Больше всех возмущался рейхсляйтер Борман. Он легко убедил непостоянного в своих решениях Гитлера не прекращать строительство в Оберзальцберге. Большая строительная команда, которую приходилось снабжать материалами, горючим и прочим, оставалась в Оберзальцберге почти до самого конца войны, и это несмотря на то, что через три недели после совещания я ценой больших усилий добился от Гитлера приказа на временное прекращение строительства[112] .

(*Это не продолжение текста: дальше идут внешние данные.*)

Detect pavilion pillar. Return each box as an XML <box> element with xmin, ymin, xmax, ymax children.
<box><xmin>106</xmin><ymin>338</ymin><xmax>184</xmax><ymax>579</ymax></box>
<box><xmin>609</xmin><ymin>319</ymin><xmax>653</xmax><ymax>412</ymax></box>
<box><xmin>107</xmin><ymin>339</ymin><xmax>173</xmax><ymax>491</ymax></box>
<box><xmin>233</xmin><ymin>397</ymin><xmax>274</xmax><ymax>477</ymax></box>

Затем ко мне пробрался гауляйтер Заукель и попытался убедить меня в необходимости своего «Партийного форума» в Веймаре. И он тоже продолжал строительство до конца войны. Роберт Лей боролся за строительство свинарника на своей образцовой ферме, упирая на то, что проводимые там эксперименты по выращиванию свиней имеют первоочередное значение для производства продовольствия, а следовательно, и для военной экономики в целом. Я не просто отверг его требование в письменном виде, но доставил себе удовольствие, написав на конверте следующее: «Рейхсляйтеру по организационным вопросам национал-социалистической партии и руководителю германского Трудового фронта. Относительно Вашего свинарника».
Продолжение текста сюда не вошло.